Thanks everyone for the useful responses. I've documented this topic
here:
http://www.harrysufehmi.com/phpwiki/index.php/OpenLDAPinteroperability#ol-to-ad
However, I still have one problem with it - slurpd failed to replicate
with the following error message:
"TLS certificate verification: Error, unable to get local issuer
certificate"
More details attached to this post.
The following is the relevant parts of my slapd.conf :
=======================
TLSCipherSuite HIGH:MEDIUM:+SSLv3
TLSCertificateFile /etc/keys/openldap1-server-crt.pem
TLSCertificateKeyFile /etc/keys/private/openldap1-server-key.pem
TLSCACertificateFile /etc/keys/cacert.pem
TLSVerifyClient allow
replica uri=ldaps://10.11.20.13:636
binddn="cn=administrator,cn=users,dc=bcc,dc=test"

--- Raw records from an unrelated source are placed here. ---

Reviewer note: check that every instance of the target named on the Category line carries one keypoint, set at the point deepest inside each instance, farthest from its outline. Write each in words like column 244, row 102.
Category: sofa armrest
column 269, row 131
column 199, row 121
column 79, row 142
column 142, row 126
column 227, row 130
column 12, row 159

bindmethod=sasl saslmech=GSSAPI
replogfile /usr/local/openldap/var/openldap-replog
=======================
The CA certificate is in /etc/keys/cacert.pem, with 644 permission.
According to various sources on Internet, that error message means
that slurpd wasn't able to find the CA certificate.
However:
# it's in the right location
# it's got the right permission
# I'm quite sure that it's the right certificate extracted from the
Certificate Authority
I'm fresh out of ideas at the moment, so I really appreciate it if
anyone can throw some more clues to my direction.